A more toxic atmosphere than before
Market conditions matter. With ADA’s price depressed and funding sources like Project Catalyst no longer active, competition for treasury resources has intensified. That has fed into a more toxic atmosphere around governance and funding decisions.
Arguments, drama, and public call-outs are increasingly common. Builders are accused of grifting, DReps are accused of bias, and critics are accused of spreading FUD. For people who just want to build or educate, being pulled into this drama is draining and unproductive.
Some contributors now deliberately avoid talking about controversial topics or projects at all, just to stay out of the crossfire. Stepping away from formal governance roles is one more way to reduce exposure to that toxicity.
Why stepping down as a DRep can make sense
Given all of this, it’s not surprising that some early DReps are choosing to deregister. When you combine:
• Constant lobbying and social pressure
• Blurry conflict-of-interest expectations
• Accusations of shilling or bad faith
• Heavy time demands and proposal fatigue
• Lack of compensation or clear incentives
• A more toxic, drama-filled environment
…the role stops looking like a healthy way to contribute and starts looking like a liability.
For some, it makes far more sense to focus on other forms of contribution: building tools, shipping products, educating users, or growing a business that indirectly strengthens the Cardano ecosystem.
What ADA holders should do instead
If you currently delegate to a DRep who plans to step down, you’ll eventually need to choose someone else—or take control of your own voting.
One practical option is to use tools that help you discover active DReps with smaller delegations, so your vote has more relative weight. Some community sites even offer random DRep generators that pick from a pool of active, under-10M-ADA DReps to help spread delegation more evenly.
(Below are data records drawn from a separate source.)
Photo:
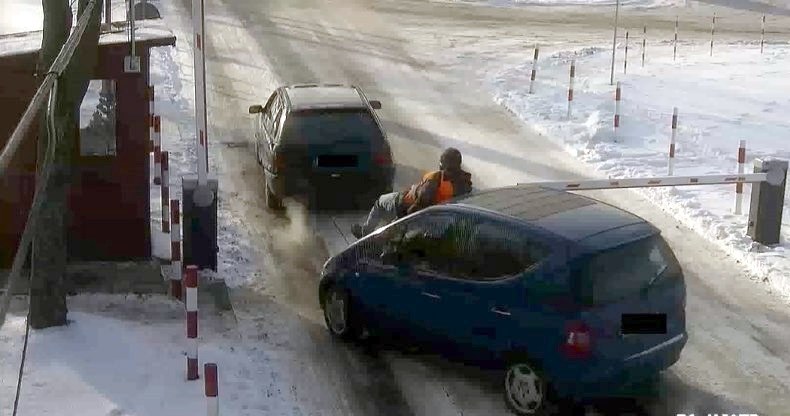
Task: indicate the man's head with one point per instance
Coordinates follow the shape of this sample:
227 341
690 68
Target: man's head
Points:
450 159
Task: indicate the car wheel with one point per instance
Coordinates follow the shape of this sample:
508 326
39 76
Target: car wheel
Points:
338 313
526 390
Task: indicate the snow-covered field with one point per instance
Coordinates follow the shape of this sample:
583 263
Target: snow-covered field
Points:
737 94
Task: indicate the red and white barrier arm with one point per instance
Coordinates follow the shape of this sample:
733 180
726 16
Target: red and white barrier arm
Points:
212 389
200 91
165 193
190 284
739 186
175 250
570 86
671 167
534 69
651 182
617 96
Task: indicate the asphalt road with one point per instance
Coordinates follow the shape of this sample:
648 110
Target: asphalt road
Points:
738 356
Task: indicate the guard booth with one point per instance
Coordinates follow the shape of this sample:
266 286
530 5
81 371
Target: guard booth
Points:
109 203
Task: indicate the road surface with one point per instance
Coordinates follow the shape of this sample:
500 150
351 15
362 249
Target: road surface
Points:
738 356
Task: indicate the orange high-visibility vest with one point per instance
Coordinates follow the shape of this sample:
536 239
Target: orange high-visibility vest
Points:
444 191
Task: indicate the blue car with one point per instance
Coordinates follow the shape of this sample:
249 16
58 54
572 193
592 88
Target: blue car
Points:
574 298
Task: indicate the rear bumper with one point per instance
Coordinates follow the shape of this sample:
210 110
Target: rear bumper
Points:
345 183
621 378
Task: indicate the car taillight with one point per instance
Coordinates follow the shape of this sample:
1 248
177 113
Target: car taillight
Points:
578 342
382 159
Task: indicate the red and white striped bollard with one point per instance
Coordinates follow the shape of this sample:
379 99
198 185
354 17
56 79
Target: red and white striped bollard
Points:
672 141
617 96
625 61
190 284
534 69
157 150
212 389
570 86
739 185
151 117
165 193
175 250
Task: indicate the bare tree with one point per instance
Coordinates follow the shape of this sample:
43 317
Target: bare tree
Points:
50 250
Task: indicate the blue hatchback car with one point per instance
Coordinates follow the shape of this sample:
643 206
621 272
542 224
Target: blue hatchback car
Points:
574 297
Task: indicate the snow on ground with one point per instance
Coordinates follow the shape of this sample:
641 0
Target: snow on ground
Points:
626 3
735 94
142 340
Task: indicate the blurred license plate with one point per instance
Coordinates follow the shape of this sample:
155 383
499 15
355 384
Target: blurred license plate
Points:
336 161
643 323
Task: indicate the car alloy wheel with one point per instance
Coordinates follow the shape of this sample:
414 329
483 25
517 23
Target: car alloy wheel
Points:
525 390
336 313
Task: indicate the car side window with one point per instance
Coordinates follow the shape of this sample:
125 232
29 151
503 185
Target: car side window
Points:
499 250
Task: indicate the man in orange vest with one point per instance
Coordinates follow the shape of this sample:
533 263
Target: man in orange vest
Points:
436 187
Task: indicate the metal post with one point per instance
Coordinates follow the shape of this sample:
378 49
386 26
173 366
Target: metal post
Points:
614 40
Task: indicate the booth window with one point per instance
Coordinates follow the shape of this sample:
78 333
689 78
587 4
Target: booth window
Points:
98 119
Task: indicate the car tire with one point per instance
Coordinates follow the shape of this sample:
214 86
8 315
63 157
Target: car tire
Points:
526 389
339 314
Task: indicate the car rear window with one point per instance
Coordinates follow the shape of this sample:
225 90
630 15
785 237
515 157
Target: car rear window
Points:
331 126
624 271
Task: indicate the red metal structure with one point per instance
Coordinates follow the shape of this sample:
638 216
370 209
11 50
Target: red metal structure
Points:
109 215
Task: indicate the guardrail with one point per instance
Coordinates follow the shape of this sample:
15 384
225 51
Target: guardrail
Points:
767 200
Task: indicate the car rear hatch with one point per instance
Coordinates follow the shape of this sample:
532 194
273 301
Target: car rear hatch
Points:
332 143
634 298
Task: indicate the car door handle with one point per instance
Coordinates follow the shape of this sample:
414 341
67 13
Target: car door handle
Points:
500 311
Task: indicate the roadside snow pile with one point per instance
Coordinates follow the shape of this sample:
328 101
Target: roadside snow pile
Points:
125 355
626 3
735 94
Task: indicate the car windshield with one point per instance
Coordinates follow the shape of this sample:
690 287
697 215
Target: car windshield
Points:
623 271
331 126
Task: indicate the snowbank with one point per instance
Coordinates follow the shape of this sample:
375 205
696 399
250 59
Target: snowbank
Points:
735 94
626 3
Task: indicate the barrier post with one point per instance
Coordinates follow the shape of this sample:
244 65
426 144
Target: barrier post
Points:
672 141
617 109
165 193
175 250
534 69
157 150
190 283
211 389
739 186
570 86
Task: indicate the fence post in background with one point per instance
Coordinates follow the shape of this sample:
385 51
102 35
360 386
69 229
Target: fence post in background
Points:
675 43
165 193
534 69
739 185
157 151
570 86
190 283
617 109
625 61
644 44
712 31
212 389
175 250
672 141
762 35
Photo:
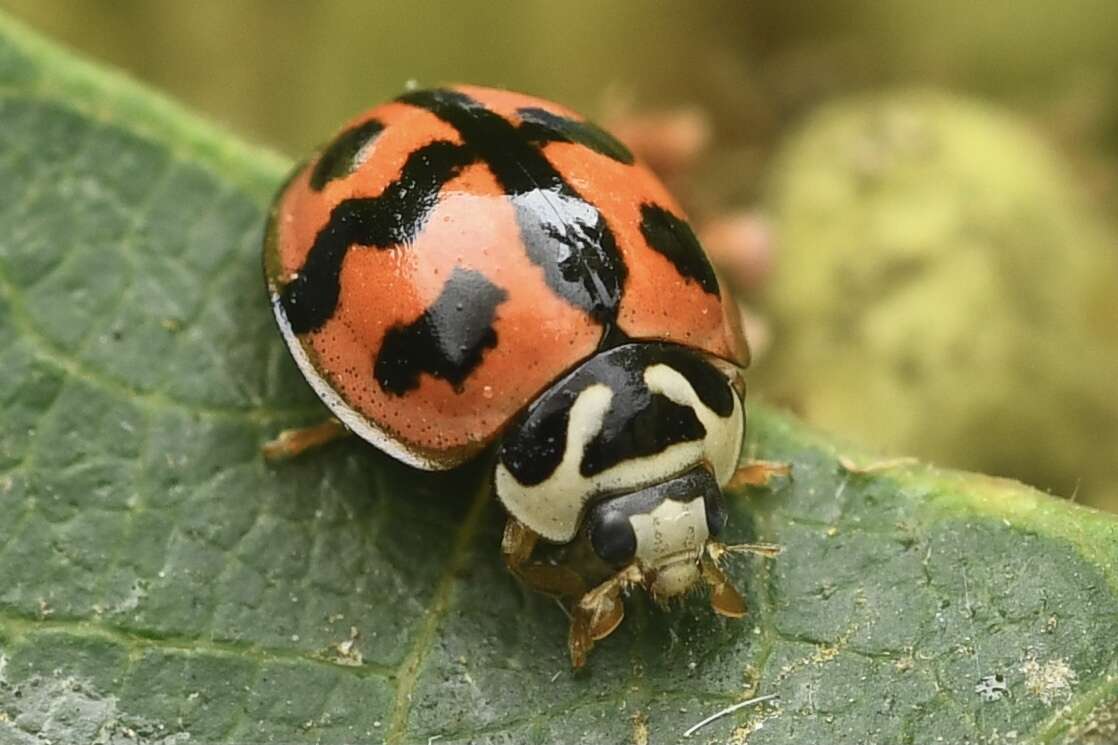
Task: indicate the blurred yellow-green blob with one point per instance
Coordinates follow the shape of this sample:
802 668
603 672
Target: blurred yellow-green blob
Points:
944 289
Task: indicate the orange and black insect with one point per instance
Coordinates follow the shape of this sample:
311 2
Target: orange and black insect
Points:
464 266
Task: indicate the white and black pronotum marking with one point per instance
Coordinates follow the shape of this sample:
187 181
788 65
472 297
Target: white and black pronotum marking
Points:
631 421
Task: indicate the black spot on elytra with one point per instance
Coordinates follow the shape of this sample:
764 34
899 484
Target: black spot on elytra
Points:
447 340
638 422
339 159
541 125
673 238
564 233
392 218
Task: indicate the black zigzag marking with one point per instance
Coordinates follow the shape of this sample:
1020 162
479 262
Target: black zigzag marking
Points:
447 340
541 125
673 238
339 159
395 217
565 234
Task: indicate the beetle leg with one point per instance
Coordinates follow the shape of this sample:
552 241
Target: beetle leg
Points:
598 613
758 473
717 550
292 443
517 547
725 597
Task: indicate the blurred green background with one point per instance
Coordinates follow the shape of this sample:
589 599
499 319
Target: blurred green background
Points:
815 123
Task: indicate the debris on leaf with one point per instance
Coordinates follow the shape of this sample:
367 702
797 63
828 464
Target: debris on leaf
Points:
1050 681
993 688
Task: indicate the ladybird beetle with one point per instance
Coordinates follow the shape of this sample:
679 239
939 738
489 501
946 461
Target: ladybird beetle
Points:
470 267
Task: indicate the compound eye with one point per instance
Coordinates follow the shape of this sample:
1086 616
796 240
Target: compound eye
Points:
612 537
716 514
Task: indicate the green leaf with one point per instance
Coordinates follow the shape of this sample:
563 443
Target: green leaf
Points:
160 582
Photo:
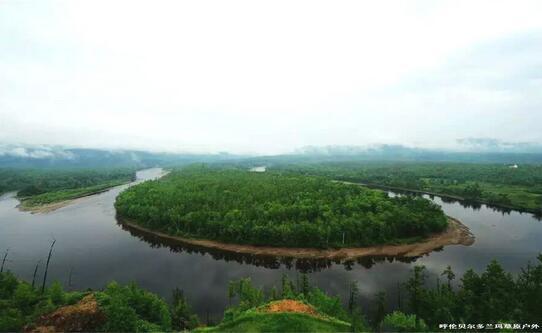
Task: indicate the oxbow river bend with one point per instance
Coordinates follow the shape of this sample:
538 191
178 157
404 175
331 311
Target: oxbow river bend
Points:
96 249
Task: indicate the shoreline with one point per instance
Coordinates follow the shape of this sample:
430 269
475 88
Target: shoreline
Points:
443 195
455 234
50 207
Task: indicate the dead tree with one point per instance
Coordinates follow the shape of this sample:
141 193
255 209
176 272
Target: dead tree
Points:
47 266
4 261
35 272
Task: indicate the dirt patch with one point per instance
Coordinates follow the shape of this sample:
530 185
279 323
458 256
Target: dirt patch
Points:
85 316
455 234
44 209
289 305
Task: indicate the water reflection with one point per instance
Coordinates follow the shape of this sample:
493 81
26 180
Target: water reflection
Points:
91 244
300 264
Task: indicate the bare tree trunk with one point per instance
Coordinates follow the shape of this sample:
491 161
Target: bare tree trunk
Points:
4 260
35 272
47 266
70 277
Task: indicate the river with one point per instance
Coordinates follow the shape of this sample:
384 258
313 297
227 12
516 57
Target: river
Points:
96 249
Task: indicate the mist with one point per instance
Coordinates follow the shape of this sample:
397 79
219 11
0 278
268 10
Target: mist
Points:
270 78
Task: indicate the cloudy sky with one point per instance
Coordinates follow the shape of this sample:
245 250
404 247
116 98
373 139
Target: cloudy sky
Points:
269 76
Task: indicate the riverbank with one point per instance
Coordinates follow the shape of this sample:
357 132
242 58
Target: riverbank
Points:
455 234
520 209
62 198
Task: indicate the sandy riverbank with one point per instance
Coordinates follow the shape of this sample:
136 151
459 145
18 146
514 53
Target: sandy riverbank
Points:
455 234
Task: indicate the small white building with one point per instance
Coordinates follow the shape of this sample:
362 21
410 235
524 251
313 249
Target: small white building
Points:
258 169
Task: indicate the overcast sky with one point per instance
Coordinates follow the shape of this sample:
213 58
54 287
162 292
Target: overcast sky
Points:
269 76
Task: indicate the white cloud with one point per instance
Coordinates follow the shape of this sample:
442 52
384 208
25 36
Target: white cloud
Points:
266 77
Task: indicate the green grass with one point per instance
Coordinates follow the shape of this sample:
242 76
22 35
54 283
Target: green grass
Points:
61 195
253 321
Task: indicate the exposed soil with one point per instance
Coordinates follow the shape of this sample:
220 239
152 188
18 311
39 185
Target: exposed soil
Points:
46 208
85 316
455 234
289 305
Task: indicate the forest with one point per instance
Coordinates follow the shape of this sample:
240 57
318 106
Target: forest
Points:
35 186
508 186
275 209
494 298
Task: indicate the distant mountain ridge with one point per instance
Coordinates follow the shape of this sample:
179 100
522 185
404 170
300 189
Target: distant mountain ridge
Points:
58 157
13 156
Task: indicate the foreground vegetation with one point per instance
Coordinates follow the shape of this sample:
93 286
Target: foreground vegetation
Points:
493 297
495 184
274 209
39 187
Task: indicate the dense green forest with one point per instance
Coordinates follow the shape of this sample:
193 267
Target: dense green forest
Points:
496 184
276 209
37 187
493 298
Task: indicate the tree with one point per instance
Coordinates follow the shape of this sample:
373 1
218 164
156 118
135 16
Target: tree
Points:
379 310
449 274
352 299
415 289
182 316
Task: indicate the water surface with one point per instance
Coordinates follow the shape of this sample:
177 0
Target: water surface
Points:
97 249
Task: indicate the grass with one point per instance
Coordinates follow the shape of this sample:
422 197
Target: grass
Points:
62 195
253 321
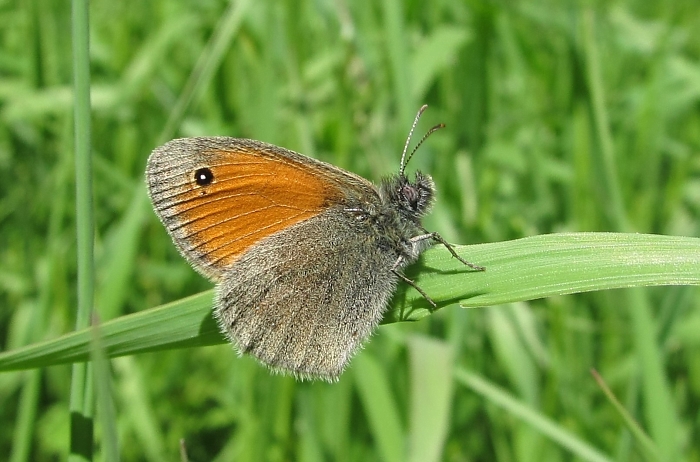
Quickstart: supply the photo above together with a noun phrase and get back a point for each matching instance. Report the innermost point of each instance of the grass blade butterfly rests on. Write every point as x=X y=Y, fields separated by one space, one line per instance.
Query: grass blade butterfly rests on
x=306 y=256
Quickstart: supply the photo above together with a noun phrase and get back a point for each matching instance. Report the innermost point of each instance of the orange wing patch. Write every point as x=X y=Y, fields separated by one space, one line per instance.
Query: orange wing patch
x=253 y=193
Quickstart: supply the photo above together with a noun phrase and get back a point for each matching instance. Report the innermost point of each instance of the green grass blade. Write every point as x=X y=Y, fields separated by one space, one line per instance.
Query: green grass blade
x=106 y=414
x=534 y=419
x=380 y=407
x=648 y=448
x=523 y=269
x=432 y=387
x=80 y=408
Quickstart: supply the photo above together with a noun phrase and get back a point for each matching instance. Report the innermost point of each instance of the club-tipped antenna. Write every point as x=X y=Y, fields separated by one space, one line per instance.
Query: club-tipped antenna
x=404 y=159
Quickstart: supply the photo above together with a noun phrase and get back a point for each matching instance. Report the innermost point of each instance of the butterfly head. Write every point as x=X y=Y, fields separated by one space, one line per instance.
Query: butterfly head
x=412 y=199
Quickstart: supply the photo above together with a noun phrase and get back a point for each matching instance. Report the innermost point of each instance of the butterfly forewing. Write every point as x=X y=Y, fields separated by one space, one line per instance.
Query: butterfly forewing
x=253 y=191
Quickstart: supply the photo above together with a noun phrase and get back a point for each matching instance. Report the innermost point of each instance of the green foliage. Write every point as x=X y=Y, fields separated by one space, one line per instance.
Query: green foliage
x=561 y=117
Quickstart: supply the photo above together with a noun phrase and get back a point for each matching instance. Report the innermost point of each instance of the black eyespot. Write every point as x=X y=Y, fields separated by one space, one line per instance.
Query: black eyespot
x=203 y=176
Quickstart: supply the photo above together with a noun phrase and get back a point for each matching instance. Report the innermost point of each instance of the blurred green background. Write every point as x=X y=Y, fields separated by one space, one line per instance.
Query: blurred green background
x=561 y=116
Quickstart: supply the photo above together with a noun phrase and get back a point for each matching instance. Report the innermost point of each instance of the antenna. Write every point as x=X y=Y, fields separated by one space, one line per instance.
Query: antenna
x=404 y=159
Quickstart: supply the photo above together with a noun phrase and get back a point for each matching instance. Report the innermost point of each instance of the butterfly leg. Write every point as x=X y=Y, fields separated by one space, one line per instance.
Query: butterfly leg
x=436 y=236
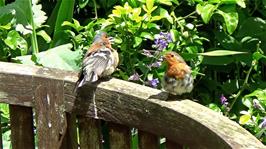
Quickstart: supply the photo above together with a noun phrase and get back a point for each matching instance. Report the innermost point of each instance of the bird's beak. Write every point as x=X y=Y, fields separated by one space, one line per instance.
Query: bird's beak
x=111 y=39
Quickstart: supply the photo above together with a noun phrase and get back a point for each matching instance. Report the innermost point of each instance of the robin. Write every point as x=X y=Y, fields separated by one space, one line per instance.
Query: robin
x=100 y=60
x=177 y=79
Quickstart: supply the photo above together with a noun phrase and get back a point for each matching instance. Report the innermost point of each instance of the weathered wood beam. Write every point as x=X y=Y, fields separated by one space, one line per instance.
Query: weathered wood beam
x=126 y=103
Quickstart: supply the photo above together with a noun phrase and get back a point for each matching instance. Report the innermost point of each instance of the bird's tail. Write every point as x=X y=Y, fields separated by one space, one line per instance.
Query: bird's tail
x=83 y=79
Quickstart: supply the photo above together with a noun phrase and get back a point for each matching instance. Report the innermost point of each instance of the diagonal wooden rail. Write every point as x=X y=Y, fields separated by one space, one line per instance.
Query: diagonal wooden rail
x=50 y=93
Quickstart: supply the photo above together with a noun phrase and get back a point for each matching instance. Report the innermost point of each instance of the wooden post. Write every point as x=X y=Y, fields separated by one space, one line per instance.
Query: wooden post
x=89 y=133
x=70 y=139
x=119 y=136
x=172 y=145
x=21 y=120
x=148 y=140
x=50 y=112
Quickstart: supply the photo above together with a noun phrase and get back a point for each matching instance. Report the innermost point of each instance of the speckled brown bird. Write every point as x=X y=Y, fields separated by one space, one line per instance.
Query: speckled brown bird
x=100 y=60
x=177 y=79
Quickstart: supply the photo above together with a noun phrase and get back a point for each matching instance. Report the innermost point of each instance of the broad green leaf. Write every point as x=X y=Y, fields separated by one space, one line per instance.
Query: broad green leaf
x=20 y=28
x=230 y=16
x=44 y=35
x=39 y=16
x=253 y=27
x=214 y=107
x=15 y=41
x=257 y=56
x=247 y=102
x=164 y=13
x=19 y=9
x=244 y=119
x=74 y=25
x=227 y=41
x=221 y=53
x=241 y=3
x=2 y=3
x=206 y=11
x=65 y=13
x=167 y=2
x=156 y=18
x=60 y=57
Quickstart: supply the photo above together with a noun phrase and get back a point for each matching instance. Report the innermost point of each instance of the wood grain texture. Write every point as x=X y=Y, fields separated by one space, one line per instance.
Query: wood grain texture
x=70 y=138
x=89 y=133
x=148 y=140
x=119 y=136
x=21 y=122
x=126 y=103
x=50 y=112
x=172 y=145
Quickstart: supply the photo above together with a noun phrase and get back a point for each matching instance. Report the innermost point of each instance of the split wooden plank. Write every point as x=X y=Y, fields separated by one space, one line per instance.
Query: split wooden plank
x=21 y=120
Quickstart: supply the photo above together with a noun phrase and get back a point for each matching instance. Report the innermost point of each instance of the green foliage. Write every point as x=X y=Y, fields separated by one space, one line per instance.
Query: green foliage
x=222 y=40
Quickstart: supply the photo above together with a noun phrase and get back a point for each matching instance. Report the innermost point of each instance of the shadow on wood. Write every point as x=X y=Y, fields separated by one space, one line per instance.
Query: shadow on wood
x=184 y=122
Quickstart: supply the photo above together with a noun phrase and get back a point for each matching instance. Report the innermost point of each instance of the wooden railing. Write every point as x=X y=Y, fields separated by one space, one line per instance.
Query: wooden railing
x=46 y=96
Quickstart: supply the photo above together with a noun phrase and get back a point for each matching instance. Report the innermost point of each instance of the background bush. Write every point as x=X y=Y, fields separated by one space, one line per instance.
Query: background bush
x=224 y=42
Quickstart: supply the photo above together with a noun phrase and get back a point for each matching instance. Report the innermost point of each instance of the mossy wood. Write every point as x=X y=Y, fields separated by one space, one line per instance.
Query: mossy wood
x=183 y=122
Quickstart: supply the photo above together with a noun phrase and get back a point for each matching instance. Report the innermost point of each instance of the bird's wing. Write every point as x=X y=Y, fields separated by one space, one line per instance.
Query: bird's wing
x=95 y=64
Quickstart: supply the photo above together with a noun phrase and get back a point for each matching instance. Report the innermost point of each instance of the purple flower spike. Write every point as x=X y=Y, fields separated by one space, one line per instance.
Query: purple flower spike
x=156 y=64
x=134 y=77
x=147 y=53
x=223 y=100
x=154 y=82
x=263 y=123
x=162 y=40
x=256 y=104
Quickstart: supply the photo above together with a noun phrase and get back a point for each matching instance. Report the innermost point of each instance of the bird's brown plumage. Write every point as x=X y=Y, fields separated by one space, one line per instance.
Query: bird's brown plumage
x=99 y=61
x=177 y=78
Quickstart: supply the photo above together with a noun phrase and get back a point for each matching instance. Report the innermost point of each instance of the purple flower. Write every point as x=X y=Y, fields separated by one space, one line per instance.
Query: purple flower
x=162 y=40
x=155 y=64
x=256 y=104
x=147 y=53
x=154 y=82
x=134 y=77
x=223 y=100
x=263 y=123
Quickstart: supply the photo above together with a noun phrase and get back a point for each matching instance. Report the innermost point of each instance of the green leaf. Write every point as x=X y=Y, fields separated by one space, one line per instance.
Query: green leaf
x=39 y=16
x=244 y=119
x=164 y=14
x=247 y=102
x=241 y=3
x=167 y=2
x=60 y=57
x=65 y=13
x=227 y=41
x=206 y=11
x=257 y=56
x=253 y=27
x=230 y=16
x=221 y=53
x=15 y=41
x=214 y=107
x=44 y=35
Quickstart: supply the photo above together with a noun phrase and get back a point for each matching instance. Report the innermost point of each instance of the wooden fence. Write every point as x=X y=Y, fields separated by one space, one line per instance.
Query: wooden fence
x=44 y=98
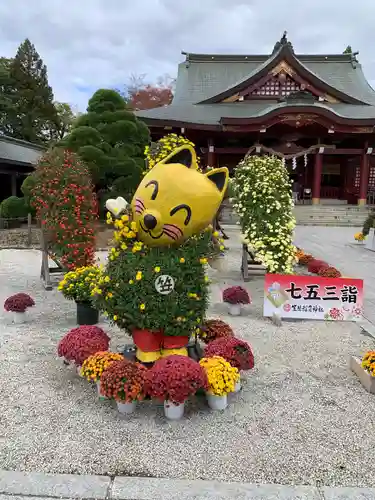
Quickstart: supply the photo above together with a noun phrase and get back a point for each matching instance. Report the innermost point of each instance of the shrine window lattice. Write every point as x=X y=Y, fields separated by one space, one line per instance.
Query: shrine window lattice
x=275 y=87
x=371 y=180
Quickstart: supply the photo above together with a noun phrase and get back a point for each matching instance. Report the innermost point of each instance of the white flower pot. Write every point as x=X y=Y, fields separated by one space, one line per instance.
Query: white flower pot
x=370 y=240
x=235 y=309
x=126 y=408
x=237 y=387
x=98 y=388
x=19 y=318
x=172 y=411
x=217 y=402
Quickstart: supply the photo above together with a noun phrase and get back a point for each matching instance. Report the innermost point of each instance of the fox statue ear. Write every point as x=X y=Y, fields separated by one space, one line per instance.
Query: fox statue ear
x=220 y=177
x=184 y=155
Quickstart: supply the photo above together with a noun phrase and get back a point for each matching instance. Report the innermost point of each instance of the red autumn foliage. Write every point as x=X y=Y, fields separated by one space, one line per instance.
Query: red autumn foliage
x=316 y=265
x=80 y=343
x=149 y=97
x=18 y=302
x=66 y=206
x=236 y=295
x=175 y=378
x=124 y=381
x=237 y=352
x=329 y=272
x=213 y=329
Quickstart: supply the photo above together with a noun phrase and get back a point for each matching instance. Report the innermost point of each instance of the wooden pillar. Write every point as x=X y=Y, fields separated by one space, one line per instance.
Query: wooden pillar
x=317 y=179
x=211 y=160
x=13 y=179
x=364 y=178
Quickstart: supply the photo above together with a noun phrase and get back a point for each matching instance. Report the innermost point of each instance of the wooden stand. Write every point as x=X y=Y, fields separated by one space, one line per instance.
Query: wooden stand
x=249 y=266
x=45 y=270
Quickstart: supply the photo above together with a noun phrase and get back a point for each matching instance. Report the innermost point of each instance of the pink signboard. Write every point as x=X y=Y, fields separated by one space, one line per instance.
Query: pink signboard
x=313 y=297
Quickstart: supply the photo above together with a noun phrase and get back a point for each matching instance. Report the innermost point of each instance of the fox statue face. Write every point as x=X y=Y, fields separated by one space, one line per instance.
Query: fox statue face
x=174 y=201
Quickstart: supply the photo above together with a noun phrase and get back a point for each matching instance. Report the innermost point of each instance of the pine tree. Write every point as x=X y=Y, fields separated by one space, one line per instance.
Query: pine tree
x=32 y=111
x=5 y=95
x=111 y=141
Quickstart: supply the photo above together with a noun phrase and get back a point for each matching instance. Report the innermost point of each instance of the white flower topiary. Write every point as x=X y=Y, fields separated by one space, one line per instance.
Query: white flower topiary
x=263 y=201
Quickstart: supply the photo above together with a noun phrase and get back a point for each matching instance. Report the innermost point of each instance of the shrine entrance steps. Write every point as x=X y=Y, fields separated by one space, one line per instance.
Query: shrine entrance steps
x=330 y=215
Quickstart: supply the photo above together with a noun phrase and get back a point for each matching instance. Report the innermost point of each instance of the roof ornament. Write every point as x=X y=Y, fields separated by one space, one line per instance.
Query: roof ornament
x=282 y=43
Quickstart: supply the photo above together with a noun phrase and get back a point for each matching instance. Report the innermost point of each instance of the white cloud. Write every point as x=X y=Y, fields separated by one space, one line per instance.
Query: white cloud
x=100 y=43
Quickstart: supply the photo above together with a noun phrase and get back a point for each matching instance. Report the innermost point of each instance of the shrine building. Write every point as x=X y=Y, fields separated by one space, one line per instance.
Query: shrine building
x=17 y=160
x=315 y=111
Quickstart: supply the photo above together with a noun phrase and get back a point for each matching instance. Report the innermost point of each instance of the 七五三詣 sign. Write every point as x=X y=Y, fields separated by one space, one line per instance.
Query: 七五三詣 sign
x=313 y=297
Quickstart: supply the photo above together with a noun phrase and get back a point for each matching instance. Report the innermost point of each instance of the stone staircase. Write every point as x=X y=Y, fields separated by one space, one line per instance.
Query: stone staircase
x=318 y=215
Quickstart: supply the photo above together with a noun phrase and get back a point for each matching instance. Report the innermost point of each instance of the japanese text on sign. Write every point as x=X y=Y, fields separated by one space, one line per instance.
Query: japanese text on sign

Another option is to become a self-voting DRep. You don’t need a public profile or brand to do this. You can:
• Set up a Cardano wallet that supports governance
• Register as a DRep tied only to your own keys
• Vote anonymously on proposals you care about
For many ADA holders, this might be the most honest and low-drama way to participate: no followers, no lobbying, just your own decisions on-chain.
To get started with browsing and voting on proposals, gov.tools is often recommended as a good first stop. It aggregates proposals and governance actions, and integrates with wallets so you can vote directly.
Is Cardano governance doomed?
Despite all these problems, most long-time community members don’t believe Cardano’s governance is fundamentally broken forever. It’s early, messy, and in some ways misdesigned—but it’s also flexible enough to evolve.
There are already multiple proposals and discussion threads exploring better models for funding, delegation, and DRep incentives. Community leaders, researchers, and organizations like Intersect are actively debating how to simplify processes, reduce spam, and make participation more sustainable.
Cardano has always aimed to be one of the most robust governance-first blockchains. If it can learn from its current pain points—and from other ecosystems’ mistakes, such as treasury mismanagement in networks like Polkadot, explored in this comparison of Cardano vs Polkadot—it may yet emerge with a governance system that’s both powerful and practical.
Should you become a DRep right now?
In its current form, being an active, public-facing DRep is not for everyone. It’s time-consuming, emotionally taxing, and poorly compensated. If you’re considering it, go in with your eyes open.
For most ADA holders today, the more realistic options are:
• Delegating to a smaller, active DRep who clearly explains their approach
• Becoming a low-profile, self-voting DRep and quietly voting on what you understand
• Contributing to Cardano in other ways—building, educating, or supporting projects directly—rather than trying to fix governance from the inside
Cardano governance will likely look very different in a few years. For now, it’s okay to step back, protect your time and energy, and contribute where you can have the most impact without burning out.